Inzlingen Einfach mal wieder schön

Heinz Peter Schmitz (rechts) am Keyboard und seine Ad-Hoc-Band begeisterten an der Inzlinger Pfarrschüre mit ihrer Benefiz-Jazzsession zugunsten von „Ashankur“ . Foto: Manfred Herbertz

Die Menschen sehnen sich nach Begegnung und Unterhaltung. Das wurde einmal mehr am Freitagabend vor der Inzlinger Pfarrschüre deutlich. Die Gruppe „Ashankur – Samenkorn der Hoffnung“ hatte zum Benefizkonzert, zu einer unterhaltsamen Jazz-Session eingeladen, und die Bänke waren gut besetzt an diesen lauen Sommerabend, den Bandleader Heinz-Peter (H.P.) Schmitz mit ein paar humorvollen Worten eröffnete.

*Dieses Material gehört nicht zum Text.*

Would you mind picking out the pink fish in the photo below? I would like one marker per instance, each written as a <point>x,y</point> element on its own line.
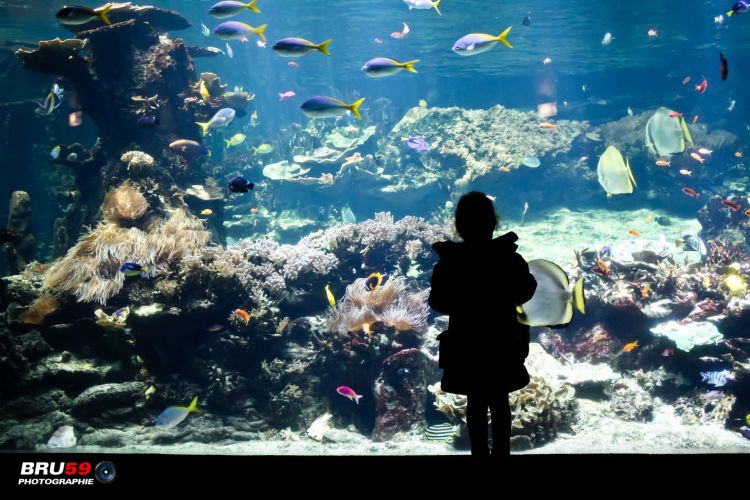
<point>348,392</point>
<point>702,87</point>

Inzlingen (mh). Schmitz ist in Inzlingen ein gern gesehener Gast und hat dort über Jahre etliche Konzerte mit seinem Sextett gegeben, das sich dem Jazz und Blues verschrieben hatte. Die Band hat sich aber inzwischen aufgelöst, daher hatte Keyboarder H.P. Schmitz neben einigen alten Weggefährten wie Drummer Hanno Saltenberger und Bassist Rolf Riess einige bekannte Musiker zu einer Jazz-Session eingeladen. Mit von der Partie waren die Sängerin Natascha Austel sowie Steffi Klein (Trompete, Ophikleide). Die Ophikleide, ein tieftönendes Blechblasinstrument, gilt als Vorgänger von Tuba und Euphonium.

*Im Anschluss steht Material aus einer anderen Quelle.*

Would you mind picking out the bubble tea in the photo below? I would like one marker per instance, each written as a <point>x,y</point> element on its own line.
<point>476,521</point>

Die Besetzung des Abends ergänzten Isabelle Leiterer (Violine) sowie Christian Leiterer (Alt-Sax) und der Trompeter Oskar Szentenberg. Das Ensemble in wechselnden Besetzungen brachte Jazzgrößen wie Herby Hancock und Duke Ellington zu Gehör. Dazu kam Charlie Parkers „Now’s the Time“, eine in der Bebopszene populäre wie legendäre Jam-Se­ssion-Nummer. Ebenso war weniger Bekanntes dabei wie „Equinox“ von John Coltrane sowie der wunderschöne Song aus „Orpheo Negro“, vorgetragen von Natascha Austel. Authentisch der Bass und das Schlagzeug, die Rhythmus vorgaben, und die Bläsersektion steuerte perlende Improvisationen bei.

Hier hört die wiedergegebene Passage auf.